One more thing here.. In docs we have mentioned that: -- To permit access to images for non-administrative users, add the "Boot disk access" role to a user or add the "download_bootdisk" permission to an existing role. -- So user who has "Boot disk access" role assigned, can't actually download the bootdisk. So user should have 'view_host' permission too. Otherwise, user will get permission denied error. Also "download_bootdisk" permission won't work without 'view_host'. I raised a Bz to update the "Boot disk access" role itself with 'view_host' permission. https://bugzilla.redhat.com/show_bug.cgi?id=1207957 But if for some reason, we don't update the "Boot disk access" role with 'view_host' then this needs to be documented. Thanks
(In reply to Sachin Ghai from comment #25) > In general, I feel that we should also document the next steps. Let's say > user has generated the boot disk images, now what all steps are required to > provision/create hosts using these images ? Just a suggestion. > > Also, If user wants to provision the host with any of these images > (Generic/host-specific/Full host), the host must be first defined in sat6. > > Few assumptions based on my testing: > =================================== > > - when you want to provision a host with 'Generic Image", first define that > Host in Sat6 and then boot the host with created bootdisk ISO. In this case > dhcp server is required. > > - when you want to provision a host with "Host specific image" then add the > host in Sat6 with same mac that was tied to registered-host while creating > bootdisk. In this case no dhcp is required. > > - when you want to provision a host with "Full host image" then first the > registered host should be set in build mode. In this case dhcp server is > required. Thanks Sachin, I had pretty much the same question in my personal notes: "Now what?" I didn't/couldn't really do much else until I could successfully create boot disks, so hopefully I'll be able to add that shortly. Thanks for all the details.
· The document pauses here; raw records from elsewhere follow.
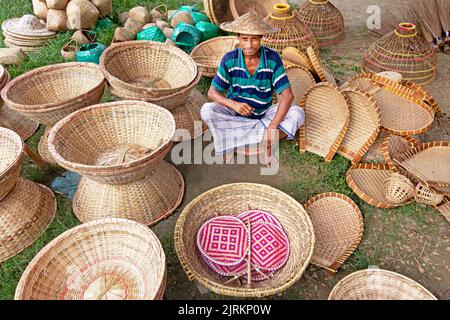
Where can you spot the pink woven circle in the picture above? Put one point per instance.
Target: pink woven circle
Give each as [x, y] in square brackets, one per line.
[259, 216]
[223, 240]
[270, 246]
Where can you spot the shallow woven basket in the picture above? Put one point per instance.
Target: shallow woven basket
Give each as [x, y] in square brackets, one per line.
[11, 157]
[208, 54]
[325, 127]
[293, 33]
[324, 20]
[148, 201]
[301, 81]
[25, 213]
[109, 259]
[231, 199]
[398, 189]
[376, 284]
[426, 195]
[405, 52]
[401, 113]
[218, 11]
[77, 141]
[367, 181]
[429, 162]
[338, 227]
[50, 93]
[363, 127]
[188, 119]
[130, 65]
[170, 102]
[261, 7]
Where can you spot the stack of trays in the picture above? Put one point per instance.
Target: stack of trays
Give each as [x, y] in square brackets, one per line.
[27, 33]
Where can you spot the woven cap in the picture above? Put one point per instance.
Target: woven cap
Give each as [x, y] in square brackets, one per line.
[251, 24]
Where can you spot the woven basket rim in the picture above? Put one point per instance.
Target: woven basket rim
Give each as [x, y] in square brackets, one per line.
[40, 70]
[20, 150]
[119, 221]
[84, 167]
[382, 272]
[237, 292]
[346, 254]
[149, 45]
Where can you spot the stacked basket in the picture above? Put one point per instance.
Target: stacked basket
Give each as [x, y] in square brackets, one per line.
[48, 94]
[118, 148]
[157, 73]
[26, 208]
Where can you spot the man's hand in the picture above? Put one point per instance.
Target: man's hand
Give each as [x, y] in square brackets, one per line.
[242, 108]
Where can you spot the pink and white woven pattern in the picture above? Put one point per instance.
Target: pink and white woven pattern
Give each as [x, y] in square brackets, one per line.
[223, 240]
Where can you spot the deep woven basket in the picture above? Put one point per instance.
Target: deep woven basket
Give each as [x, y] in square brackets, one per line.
[231, 199]
[208, 54]
[77, 141]
[50, 93]
[103, 260]
[376, 284]
[136, 66]
[11, 157]
[398, 189]
[324, 20]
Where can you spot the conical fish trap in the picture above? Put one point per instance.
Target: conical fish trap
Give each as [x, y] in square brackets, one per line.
[293, 32]
[405, 52]
[324, 20]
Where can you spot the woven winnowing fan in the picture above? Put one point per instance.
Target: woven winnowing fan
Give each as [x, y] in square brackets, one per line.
[293, 33]
[324, 20]
[405, 52]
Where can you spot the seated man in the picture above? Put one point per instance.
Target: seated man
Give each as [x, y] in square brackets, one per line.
[249, 75]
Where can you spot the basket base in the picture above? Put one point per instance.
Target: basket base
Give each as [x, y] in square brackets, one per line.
[147, 201]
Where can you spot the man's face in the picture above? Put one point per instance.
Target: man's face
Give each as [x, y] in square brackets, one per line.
[249, 44]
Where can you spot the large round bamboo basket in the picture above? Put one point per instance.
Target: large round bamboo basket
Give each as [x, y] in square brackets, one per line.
[108, 259]
[79, 141]
[11, 157]
[147, 67]
[293, 32]
[208, 54]
[376, 284]
[234, 198]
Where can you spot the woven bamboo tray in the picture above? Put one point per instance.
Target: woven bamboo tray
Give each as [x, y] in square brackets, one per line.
[109, 259]
[376, 284]
[338, 227]
[261, 7]
[234, 198]
[367, 181]
[188, 119]
[170, 102]
[325, 125]
[25, 213]
[148, 201]
[363, 127]
[321, 70]
[79, 140]
[324, 20]
[208, 54]
[146, 67]
[11, 157]
[401, 114]
[429, 162]
[301, 81]
[218, 11]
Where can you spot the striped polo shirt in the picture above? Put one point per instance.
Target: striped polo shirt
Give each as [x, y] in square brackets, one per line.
[257, 91]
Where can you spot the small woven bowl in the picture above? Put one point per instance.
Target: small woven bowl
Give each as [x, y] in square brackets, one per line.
[79, 140]
[107, 259]
[239, 197]
[11, 156]
[398, 189]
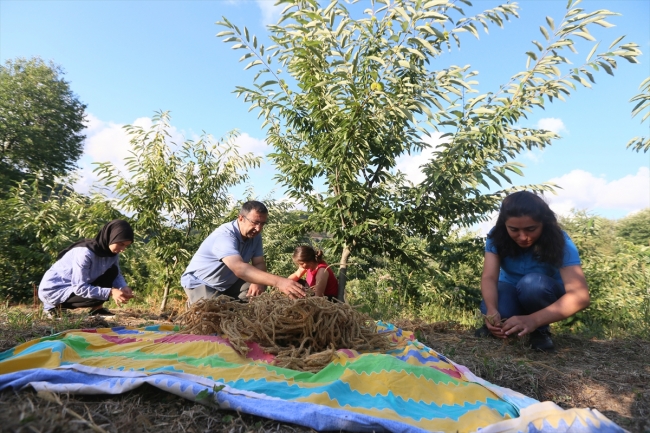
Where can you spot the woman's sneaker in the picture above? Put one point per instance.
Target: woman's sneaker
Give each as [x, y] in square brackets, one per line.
[541, 340]
[101, 312]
This has been descoped from 6.1. Pushing to 6.2
(In reply to David O'Brien from comment #29) > This has been descoped from 6.1. Pushing to 6.2 It seems this is going into 6.1 after all.
QA FINAL REMARKS: The table formatting is bad. "Reservatio-n" word is broken badly. "Operating System Specific" could be "OS Specific" which could save one extra line. In the Prerequisities add the following: Host and Generic image types are based on iPXE technology which supports differend pool of hardware drivers than PXELinux. For the list of supported hardware visit http://ipxe.org/appnote/hardware_drivers. If you encounter issues with iPXE, Full host image contains built-in kernel and RAM disk and it can load on any kind of network card, including those without PXE support. Correction: 6.2.2.2. Creating Full Host Images Full host images are similar to host-specific images, but instead of chain loading from Satellite, these images contain the initial operating system boot loader *and Anaconda installer as well*. This is useful for hosts that fail to chain load, but the downside is that the image may become out of date if the host operating system, boot loader, or templates change. *FULL STOP* This is not valid: "or if build tokens are required and they expire" Side note: Never provide "dd if=fqdn.iso of=/dev/sdb" command, it is too dangerous. I'd suggest just "dd if=fqdn.iso of=/dev/sdX" which does not exist. LOOKS GOOD!